Ruslan Zarubin

Personal information
- Full name: Ruslan Oleksandrovych Zarubin
- Date of birth: 21 March 1983 (age 43)
- Place of birth: Kharkiv, Ukrainian SSR, Soviet Union
- Height: 1.86 m (6 ft 1 in)
- Position: Goalkeeper

Youth career
- 1999-2000: Arsenal Kharkiv

Senior career*
- Years: Team / Apps / (Gls)
- 2000: Arsenal 2 Kharkiv / 0 / (0)
- 2002: Fakel-Voronezh-2 / ? / (?)
- 2003–2006: Hazovyk-KhGV Kharkiv / 35 / (0)
- 2006–2007: Knyazha Shchaslyve / 12 / (0)
- 2007–2008: Arsenal Kharkiv / 34 / (0)
- 2008–2010: Poltava / 55 / (0)
- 2010–2012: Helios Kharkiv / 47 / (0)
- 2012–2014: Oleksandriya / 39 / (0)
- 2014–2015: Hirnyk Kryvyi Rih / 13 / (0)
- 2015–2016: Helios Kharkiv / 14 / (0)
- 2017: Vorkuta / ? / (?)
- 2018: Metalist 1925 Kharkiv / 0 / (0)
- 2018–2021: Viktoriya Mykolaivka / 47 / (0)

= Ruslan Zarubin =

Ukrainian footballer

Ruslan Zarubin (born March 21, 1983) is a Ukrainian retired footballer.

== Career ==
Zarubin began his career in 2003 in the Ukrainian Second League with FC Hazovyk-KhGV Kharkiv.

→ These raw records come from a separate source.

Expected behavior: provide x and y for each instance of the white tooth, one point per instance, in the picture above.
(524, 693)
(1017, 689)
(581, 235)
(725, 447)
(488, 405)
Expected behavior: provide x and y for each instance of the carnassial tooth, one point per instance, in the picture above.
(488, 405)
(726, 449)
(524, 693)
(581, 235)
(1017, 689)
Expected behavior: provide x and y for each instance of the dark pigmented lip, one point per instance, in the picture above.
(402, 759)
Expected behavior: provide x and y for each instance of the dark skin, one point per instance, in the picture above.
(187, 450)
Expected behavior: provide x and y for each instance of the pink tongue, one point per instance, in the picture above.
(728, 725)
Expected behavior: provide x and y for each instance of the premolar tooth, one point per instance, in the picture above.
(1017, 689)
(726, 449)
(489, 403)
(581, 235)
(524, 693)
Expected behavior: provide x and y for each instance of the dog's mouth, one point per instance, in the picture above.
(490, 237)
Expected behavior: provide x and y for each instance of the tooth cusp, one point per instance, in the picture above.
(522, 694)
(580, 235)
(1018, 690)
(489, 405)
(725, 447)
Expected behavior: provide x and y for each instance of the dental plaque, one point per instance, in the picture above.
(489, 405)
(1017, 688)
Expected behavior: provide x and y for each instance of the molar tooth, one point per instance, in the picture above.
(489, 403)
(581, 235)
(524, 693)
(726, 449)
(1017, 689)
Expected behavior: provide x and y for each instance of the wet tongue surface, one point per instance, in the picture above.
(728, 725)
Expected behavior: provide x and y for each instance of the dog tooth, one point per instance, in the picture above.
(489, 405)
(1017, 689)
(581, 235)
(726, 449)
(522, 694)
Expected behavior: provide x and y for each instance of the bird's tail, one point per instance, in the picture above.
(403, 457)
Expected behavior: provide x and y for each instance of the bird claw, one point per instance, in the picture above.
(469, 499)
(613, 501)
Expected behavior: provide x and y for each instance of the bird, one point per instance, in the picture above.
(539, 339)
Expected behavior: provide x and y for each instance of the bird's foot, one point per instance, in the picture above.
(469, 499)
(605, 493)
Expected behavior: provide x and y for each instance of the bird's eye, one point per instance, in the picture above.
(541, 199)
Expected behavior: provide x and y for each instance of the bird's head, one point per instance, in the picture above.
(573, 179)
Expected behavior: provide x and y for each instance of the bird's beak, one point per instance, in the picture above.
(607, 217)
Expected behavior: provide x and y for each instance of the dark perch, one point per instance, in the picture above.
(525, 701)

Throughout his time in the Second League he played with FC Knyazha Shchaslyve, FC Arsenal Kharkiv, and FC Poltava. In 2010, he played in the Ukrainian First League with FC Helios Kharkiv. He also had stints with FC Hirnyk Kryvyi Rih, and FC Oleksandriya.In 2015, he returned to play with Helios Kharkiv. He went abroad in 2017 to play in the Canadian Soccer League with FC Vorkuta. In his debut season he assisted in securing the regular season title.

== Military career ==
He enlisted in the Ukrainian National Guard during the 2022 Russian invasion of Ukraine.